The lithographic printing plate material produced above was cut into a length of 73 m and a length of 32 m in the same manner as in Example 1 and wound around a core made of cardboard having a diameter of 7.5 cm to produce a lithographic printing plate sample in the form of a roll. . Furthermore, the lithographic printing plate sample was wound with a 150 cm × 2 m packaging material made of Al ₂ O ₃ PET (12 μm) / Ny (15 μm) / CPP (70 μm) material. The packaged lithographic printing plate sample thus produced was heated for 7 days at 50 ° C. and 60% RH as forced deterioration conditions. The oxygen permeability of the packaging material was 1.7 ml / atm · m ² · 30 ° C · day, and the moisture permeability was 1.8 g / atm · m ² · 25 ° C · day. Two lots of printing plate samples derived from the support 1 were prepared.
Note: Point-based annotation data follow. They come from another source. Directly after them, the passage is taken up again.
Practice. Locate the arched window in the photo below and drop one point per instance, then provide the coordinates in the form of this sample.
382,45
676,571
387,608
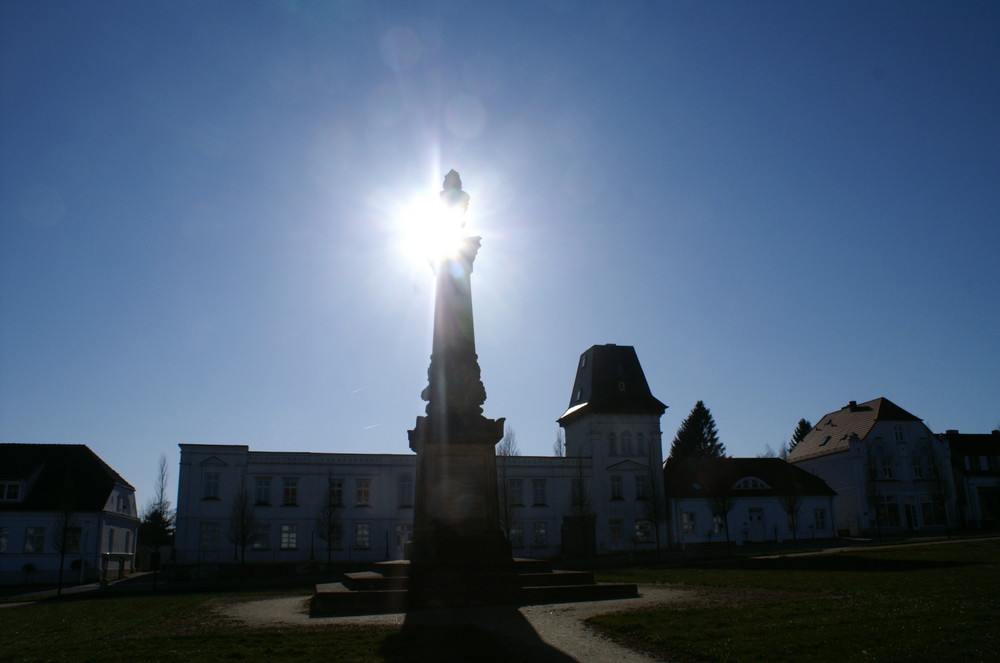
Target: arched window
626,443
404,490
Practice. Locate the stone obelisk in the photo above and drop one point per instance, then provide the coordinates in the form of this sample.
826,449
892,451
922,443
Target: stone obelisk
458,553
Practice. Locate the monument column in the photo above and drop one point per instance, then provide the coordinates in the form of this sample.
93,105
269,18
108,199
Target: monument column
458,554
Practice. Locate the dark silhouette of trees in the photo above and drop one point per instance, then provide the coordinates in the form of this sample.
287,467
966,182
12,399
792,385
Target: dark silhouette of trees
698,436
801,430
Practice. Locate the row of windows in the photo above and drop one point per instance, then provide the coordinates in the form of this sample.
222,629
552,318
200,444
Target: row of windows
290,490
68,541
623,446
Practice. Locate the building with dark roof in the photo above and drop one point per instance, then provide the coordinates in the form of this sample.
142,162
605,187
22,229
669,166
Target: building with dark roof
62,504
975,464
740,500
889,471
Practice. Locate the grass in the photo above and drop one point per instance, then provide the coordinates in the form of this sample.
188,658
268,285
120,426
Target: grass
923,603
932,602
187,628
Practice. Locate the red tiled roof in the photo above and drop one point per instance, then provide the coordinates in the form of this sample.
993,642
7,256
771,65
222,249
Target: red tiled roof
833,432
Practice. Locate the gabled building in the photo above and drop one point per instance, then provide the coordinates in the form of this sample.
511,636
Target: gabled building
62,504
757,499
890,473
975,465
604,497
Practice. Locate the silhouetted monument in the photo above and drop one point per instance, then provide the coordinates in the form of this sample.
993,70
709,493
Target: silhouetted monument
458,549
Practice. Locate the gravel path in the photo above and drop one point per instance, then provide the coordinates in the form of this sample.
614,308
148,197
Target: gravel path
556,628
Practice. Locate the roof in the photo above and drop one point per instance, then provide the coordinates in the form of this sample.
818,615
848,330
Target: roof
50,469
710,476
609,380
833,433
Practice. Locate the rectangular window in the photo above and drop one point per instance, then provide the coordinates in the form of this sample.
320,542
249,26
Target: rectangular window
363,492
643,531
10,492
289,536
515,489
819,519
34,539
617,491
262,537
539,537
362,536
290,491
688,522
616,533
538,491
262,491
210,486
516,535
642,487
208,537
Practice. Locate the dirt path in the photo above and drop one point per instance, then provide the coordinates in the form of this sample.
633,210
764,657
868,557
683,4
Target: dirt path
559,626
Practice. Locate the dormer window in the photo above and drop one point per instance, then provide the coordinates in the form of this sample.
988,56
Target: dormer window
10,492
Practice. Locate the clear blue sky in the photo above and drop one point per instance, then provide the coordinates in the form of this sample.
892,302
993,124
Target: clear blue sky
782,206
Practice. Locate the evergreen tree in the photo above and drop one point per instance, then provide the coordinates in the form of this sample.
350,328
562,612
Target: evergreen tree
801,431
697,435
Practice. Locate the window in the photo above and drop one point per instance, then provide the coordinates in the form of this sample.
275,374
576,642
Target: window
404,491
516,535
10,492
290,536
262,491
290,491
642,490
362,492
643,531
626,443
616,533
208,537
617,492
539,534
688,522
819,519
261,537
34,539
210,486
538,491
362,536
515,490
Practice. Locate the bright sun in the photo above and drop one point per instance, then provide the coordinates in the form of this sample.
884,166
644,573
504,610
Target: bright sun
429,230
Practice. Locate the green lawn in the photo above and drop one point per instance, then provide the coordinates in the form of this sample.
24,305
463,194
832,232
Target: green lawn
923,603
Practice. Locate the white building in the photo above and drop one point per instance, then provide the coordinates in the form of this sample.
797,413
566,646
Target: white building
62,504
891,474
757,499
602,497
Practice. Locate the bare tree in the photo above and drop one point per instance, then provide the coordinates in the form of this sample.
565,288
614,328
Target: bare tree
791,503
242,524
559,446
329,525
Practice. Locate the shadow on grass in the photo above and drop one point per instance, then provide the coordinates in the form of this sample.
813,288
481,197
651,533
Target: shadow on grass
483,634
843,563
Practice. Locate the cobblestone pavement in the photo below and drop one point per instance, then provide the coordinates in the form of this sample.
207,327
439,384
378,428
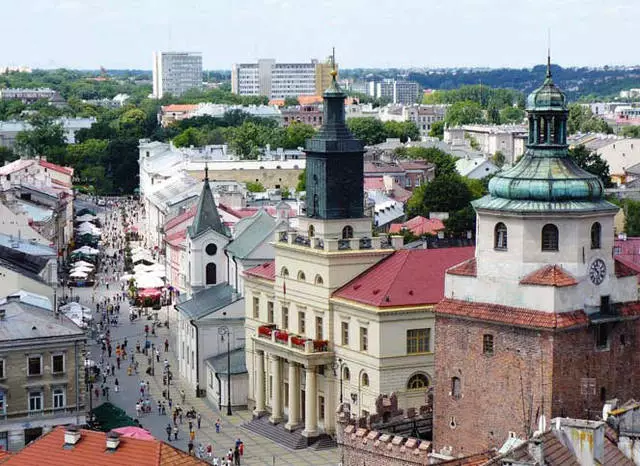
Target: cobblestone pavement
258,450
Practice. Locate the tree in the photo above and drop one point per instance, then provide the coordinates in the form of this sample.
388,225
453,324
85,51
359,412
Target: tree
464,113
190,137
45,138
370,130
591,162
437,130
255,187
403,130
297,134
511,115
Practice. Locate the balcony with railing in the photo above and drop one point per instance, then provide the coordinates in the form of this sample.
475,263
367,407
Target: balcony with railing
288,344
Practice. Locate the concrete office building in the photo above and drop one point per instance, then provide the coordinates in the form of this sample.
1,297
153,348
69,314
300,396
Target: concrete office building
280,80
176,72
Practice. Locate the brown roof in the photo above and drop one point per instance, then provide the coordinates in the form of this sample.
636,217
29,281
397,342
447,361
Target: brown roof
50,450
517,316
550,275
555,453
467,268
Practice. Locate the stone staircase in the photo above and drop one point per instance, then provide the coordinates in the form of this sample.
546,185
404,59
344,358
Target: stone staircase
277,433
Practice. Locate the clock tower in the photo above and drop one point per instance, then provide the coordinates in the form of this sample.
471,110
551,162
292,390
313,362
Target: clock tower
543,321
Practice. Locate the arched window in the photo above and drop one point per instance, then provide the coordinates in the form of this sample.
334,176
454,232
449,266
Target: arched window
418,382
550,237
596,232
210,274
500,236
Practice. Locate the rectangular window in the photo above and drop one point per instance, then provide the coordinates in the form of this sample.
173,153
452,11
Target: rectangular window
345,333
256,308
319,328
35,365
364,338
418,340
57,363
270,312
487,344
301,323
35,401
59,398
  Using these lithographic printing plate samples as a scanning exposure apparatus (image setter), helium neon laser manufactured by Mitsubishi Paper Industries Co., Ltd. and SDP-Eco 1630II equipped with a developing processor, 1,200 dpi (dpi is 2.54 cm) A lithographic printing plate sample having an image formed by scanning exposure and development processing at 175 lines was prepared. The developing solution used was a developing solution SLM-EAC and a stabilizing solution SLM-EST manufactured by Mitsubishi Paper Industries Co., Ltd.

  The imaged lithographic printing plate sample was printed under the same conditions as in Example 1, and the same evaluation as in Example 1 was performed. The results are shown in Table 7.
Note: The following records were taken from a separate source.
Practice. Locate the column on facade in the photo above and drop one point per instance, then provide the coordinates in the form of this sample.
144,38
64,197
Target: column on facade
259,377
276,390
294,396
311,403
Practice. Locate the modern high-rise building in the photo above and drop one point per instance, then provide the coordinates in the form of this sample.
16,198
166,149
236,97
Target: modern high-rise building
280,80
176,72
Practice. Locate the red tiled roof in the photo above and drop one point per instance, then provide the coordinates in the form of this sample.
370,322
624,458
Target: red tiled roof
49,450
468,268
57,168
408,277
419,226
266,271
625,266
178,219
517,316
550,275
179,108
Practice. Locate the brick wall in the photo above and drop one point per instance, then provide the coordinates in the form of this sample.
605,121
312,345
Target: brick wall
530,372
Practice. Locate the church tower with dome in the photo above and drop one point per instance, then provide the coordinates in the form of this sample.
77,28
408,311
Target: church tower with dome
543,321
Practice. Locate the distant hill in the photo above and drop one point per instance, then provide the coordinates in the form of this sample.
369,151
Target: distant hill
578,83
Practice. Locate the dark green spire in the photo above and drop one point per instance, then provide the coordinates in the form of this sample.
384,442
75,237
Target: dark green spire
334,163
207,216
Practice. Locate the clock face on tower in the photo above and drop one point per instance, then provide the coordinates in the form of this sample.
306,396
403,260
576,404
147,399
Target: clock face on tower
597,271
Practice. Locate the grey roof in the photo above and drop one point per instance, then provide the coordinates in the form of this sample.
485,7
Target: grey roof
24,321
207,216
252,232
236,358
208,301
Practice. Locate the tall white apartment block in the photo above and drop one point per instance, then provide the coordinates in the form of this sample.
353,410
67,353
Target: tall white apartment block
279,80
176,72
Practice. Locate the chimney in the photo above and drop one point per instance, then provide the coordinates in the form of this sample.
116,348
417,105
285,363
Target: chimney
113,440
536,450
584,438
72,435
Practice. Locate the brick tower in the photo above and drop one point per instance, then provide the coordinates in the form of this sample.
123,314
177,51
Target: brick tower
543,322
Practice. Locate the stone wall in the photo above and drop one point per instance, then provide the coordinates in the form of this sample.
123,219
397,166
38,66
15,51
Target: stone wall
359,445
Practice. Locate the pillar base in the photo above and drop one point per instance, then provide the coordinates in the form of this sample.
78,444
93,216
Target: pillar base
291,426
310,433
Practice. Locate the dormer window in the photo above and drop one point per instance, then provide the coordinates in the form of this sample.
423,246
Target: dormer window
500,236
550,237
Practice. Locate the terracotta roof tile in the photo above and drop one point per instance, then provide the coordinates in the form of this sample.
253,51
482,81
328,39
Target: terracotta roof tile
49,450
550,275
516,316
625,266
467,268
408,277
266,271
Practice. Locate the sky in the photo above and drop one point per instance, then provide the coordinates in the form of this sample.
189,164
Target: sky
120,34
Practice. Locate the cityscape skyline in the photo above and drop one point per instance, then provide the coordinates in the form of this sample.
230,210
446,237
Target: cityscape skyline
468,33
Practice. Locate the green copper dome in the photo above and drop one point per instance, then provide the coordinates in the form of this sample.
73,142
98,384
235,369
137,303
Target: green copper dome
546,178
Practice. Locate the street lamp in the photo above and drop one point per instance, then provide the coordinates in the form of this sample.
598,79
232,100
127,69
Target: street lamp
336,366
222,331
  From Table 7, compared with the printing method using the comparative printing plate fixing sheet, the printing method using the printing plate fixing sheet of the present invention has excellent printing position stability, good image quality, and printing durability. It is clear that it is excellent.

Claims (6)

At least one printing plate fixing sheet used for printing by interposing between a printing plate material having at least a hydrophilic layer, an image forming functional layer and a backing layer on a polyester support and a printing drum A printing plate fixing sheet, wherein the wet change rate at 23 ° C. and 80% RH is 0.01 to 0.08%. The printing plate fixing sheet according to claim 1, wherein the printing plate fixing sheet is made of a plastic base material having a thickness distribution of 10% or less. In a plate-hanging method in which a printing plate fixing sheet is interposed between a printing plate material having at least a hydrophilic layer, an image forming functional layer and a backing layer on a polyester support, and a plate cylinder of a printing machine, the printing plate fixing sheet A printing method characterized in that the wet change rate at 23 ° C. and 80% RH is 0.01 to 0.08%. 4. The method according to claim 3, wherein the printing plate fixing sheet comprises a plastic substrate having a thickness distribution of 10% or less. In a printing method in which a printing plate fixing sheet is interposed between a printing plate material having at least a hydrophilic layer, an image forming functional layer and a backing layer on a polyester support and a printing drum, the printing plate is fixed. The printing method, wherein the wet change rate at 23 ° C. and 80% RH of the sheet is 0.01 to 0.08%. After forming an image of a printing plate material having at least a hydrophilic layer, an image forming functional layer, and a backing layer on a polyester support using a laser, the printing plate material and the printing plate are not subjected to wet development. In a printing method in which a printing plate fixing sheet is interposed between cylinders and attached to a printing press to print on printing paper, the wet change rate at 23 ° C. and 80% RH of the printing plate fixing sheet is 0.01-0. A printing method characterized in that the printing method is 08%.